WASHINGTON – The U.S. economy grew at a solid 4.1 percent annual rate from July through September, the fastest pace since late 2011 and significantly higher than previously thought. Much of the upward revision came from stronger consumer spending.
The Commerce Department’s final look at growth in the summer was up from a previous estimate of 3.6 percent. Four-fifths of the revision in the report released Friday came from stronger consumer spending, mainly in the area of health care.
The 4.1 percent annual growth rate in the third quarter, as measured by the gross domestic product, came after the economy had expanded at a 2.5 percent rate in the second quarter. Much of the acceleration reflected a buildup in business stockpiles.
On Friday, President Barack Obama pointed to the upward revision of GDP growth as one of several signs of improvement in the economy. They include four straight months of solid job growth and a drop in the unemployment rate to its lowest point in five years.
What it adds up to is we head into next year with an economy that’s stronger than it was when we started the year, Obama said. I firmly believe that 2014 can be a breakthrough year for America.
The GDP report also gave a boost to Wall Street.
Economists still expect growth to slow a bit in the October through December quarter.
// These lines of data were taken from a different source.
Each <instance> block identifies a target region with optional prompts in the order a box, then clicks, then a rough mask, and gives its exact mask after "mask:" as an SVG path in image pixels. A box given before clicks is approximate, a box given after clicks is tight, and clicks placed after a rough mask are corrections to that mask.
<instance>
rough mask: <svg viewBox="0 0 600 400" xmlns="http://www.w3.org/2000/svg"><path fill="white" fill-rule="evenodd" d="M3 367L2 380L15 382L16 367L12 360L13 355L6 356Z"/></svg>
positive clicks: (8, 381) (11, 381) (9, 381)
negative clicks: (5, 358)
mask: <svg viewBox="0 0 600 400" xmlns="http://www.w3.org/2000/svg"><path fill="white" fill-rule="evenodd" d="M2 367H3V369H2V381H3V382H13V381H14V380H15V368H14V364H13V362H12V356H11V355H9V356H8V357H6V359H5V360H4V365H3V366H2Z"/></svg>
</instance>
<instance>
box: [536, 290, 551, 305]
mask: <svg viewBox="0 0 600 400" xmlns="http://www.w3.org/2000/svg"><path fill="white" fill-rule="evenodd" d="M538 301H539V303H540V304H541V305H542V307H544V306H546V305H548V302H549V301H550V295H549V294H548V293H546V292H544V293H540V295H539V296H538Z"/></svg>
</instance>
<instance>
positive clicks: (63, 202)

In part, that’s because two-fifths of the third-quarter gain in GDP came from a buildup in business stockpiles. That gain isn’t likely to be repeated in the fourth quarter.
Many analysts think growth will slow to an annual rate between 2.5 percent and 3 percent this quarter before picking up next year.
The third-quarter increase in GDP – the economy’s total output of goods and services – was the best performance since a 4.9 percent increase in the final three months of 2011.